This week's Senate debate on Elena Kagan is less about confirming President Barack Obama's second Supreme Court nominee than about the future.
For the Republicans and their conservative allies, it's an effort to set limits for her tenure and what looms as a far more contentious confirmation battle over Obama's next selection, assuming he has one.
For Obama and the Democrats, it's about installing a justice to counter the court's increasingly conservative drift, recognizing that may be harder to do the next time.
Conservative groups have questioned Kagan's role as solicitor general in shaping the administration's health care reform legislation to meet legal challenges to its constitutionality.
They argue she should not participate in the proceedings if those challenges reach the Supreme Court.
That won't likely happen, since the justices themselves decide whether such a conflict exists, and Kagan has minimized her role in administration deliberations.
Republican senators, meanwhile, have criticized Kagan's lack of a judicial record and signs of her openly liberal views, such as opposing military recruiters at Harvard because she disapproved of the Pentagon's "don't ask, don't tell" policy.
Because she hasn't been a judge, they can't dissect decisions as they did during last year's proceedings on Obama's first nominee, Sonia Sotomayor.
As has become the norm, the GOP has argued that almost everything a judicial candidate has done or written is relevant, whether on the bench, in other positions or even in school.
That signals their likely approach if Obama nominates a political figure, such as Homeland Security Secretary Janet Napolitano or Massachusetts Gov. Deval Patrick, instead of a judge.
The GOP argument that Kagan would be an "activist" justice is somewhat ironic in view of the current court's conservative activism. But both parties share blame for these increasingly ideological nomination battles.
They began in the 1960s when conservative senators of both parties blocked President Lyndon Johnson's ill-timed effort to elevate the late Abe Fortas to chief justice and have escalated since.
Top Democrats, including Obama and future Vice President Joe Biden, exacerbated the trend by opposing the clearly qualified John Roberts on ideological grounds during the last Bush administration.
While half the Senate's Democrats backed Roberts, their opposition to later Bush nominee Samuel Alito was as monolithic as the GOP opposition to Kagan.
That partisan divide means Obama may have to pick a noncontroversial judge or a popular political figure to win confirmation in a Senate that, after November, will have a smaller Democratic majority or a Republican one. GOP moderates could hold the balance.
While Obama won't pick someone likely to vote consistently with court conservatives, he'll have to pick someone more acceptable to the GOP than Sotomayor or Kagan.

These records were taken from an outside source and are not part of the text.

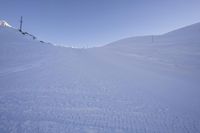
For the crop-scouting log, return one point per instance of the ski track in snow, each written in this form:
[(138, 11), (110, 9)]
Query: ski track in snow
[(119, 88)]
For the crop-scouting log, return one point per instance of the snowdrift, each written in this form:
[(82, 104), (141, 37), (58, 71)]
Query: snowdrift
[(144, 84)]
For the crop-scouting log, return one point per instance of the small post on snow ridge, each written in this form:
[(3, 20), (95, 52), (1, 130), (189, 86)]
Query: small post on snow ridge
[(21, 23)]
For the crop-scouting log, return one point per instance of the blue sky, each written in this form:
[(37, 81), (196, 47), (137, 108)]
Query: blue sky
[(98, 22)]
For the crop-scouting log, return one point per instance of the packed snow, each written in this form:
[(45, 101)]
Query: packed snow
[(147, 84)]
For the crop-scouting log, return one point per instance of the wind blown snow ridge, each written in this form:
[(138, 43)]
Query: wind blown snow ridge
[(137, 85)]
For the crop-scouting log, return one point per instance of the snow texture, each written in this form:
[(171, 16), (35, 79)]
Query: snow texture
[(147, 84)]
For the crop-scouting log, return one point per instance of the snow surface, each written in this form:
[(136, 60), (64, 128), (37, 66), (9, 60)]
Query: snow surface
[(144, 84)]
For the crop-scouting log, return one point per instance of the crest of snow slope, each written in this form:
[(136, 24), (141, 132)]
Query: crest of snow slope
[(132, 85)]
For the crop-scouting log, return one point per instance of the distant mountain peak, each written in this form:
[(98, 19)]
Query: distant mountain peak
[(3, 23)]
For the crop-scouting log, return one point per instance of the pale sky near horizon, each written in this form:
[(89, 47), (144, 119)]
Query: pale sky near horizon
[(83, 23)]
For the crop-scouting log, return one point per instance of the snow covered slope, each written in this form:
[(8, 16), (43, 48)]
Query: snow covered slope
[(137, 85)]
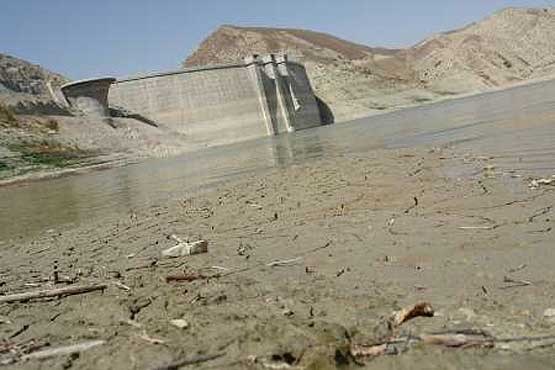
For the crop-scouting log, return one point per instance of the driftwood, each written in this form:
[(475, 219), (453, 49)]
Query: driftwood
[(422, 309), (189, 361), (284, 262), (187, 277), (61, 351), (65, 291)]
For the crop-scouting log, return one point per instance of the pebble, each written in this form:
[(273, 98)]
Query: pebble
[(180, 323)]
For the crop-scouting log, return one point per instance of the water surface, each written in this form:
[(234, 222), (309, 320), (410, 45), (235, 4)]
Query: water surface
[(516, 126)]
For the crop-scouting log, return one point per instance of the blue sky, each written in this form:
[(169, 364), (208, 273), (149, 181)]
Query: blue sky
[(86, 38)]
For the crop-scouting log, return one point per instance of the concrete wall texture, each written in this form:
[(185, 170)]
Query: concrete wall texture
[(223, 104), (89, 96)]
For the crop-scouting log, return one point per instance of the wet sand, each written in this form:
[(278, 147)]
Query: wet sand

He also may feel compelled to correct the court's demographic, educational and geographic imbalance.
It now has six Catholics, three Jews and no Protestants; four graduates apiece from Harvard and Yale law schools (Ruth Bader Ginsburg started at Harvard and graduated from Columbia); and eight (all but Anthony Kennedy) who have spent most of their careers in the East.
That argues for choosing a Protestant, probably a white male, with a non-Ivy League background, who would be acceptable to enough Republicans to prevent a GOP filibuster and ensure confirmation.
Obama interviewed two Protestant appeals judges for the current vacancy: Diane Wood, a University of Texas Law School graduate, and Sidney Thomas, a graduate of the University of Montana Law School; plus Merrick Garland, an appeals judge considered less liberal than Kagan (though Jewish and a Harvard Law School graduate).
Wood and Thomas may prove too liberal to fit future circumstances. But their inclusion suggests awareness of the need for demographic diversity.
One unanswerable question is whether a Republican Senate would use filibuster rules to block a future Obama nominee. Some Republicans floated that threat this time.
It might depend on whether that nominee replaced Ginsburg, a liberal who is 78 and has been ailing, or one of the five more conservative justices.
The latter would produce a fight that could make this debate look like a walk in the park.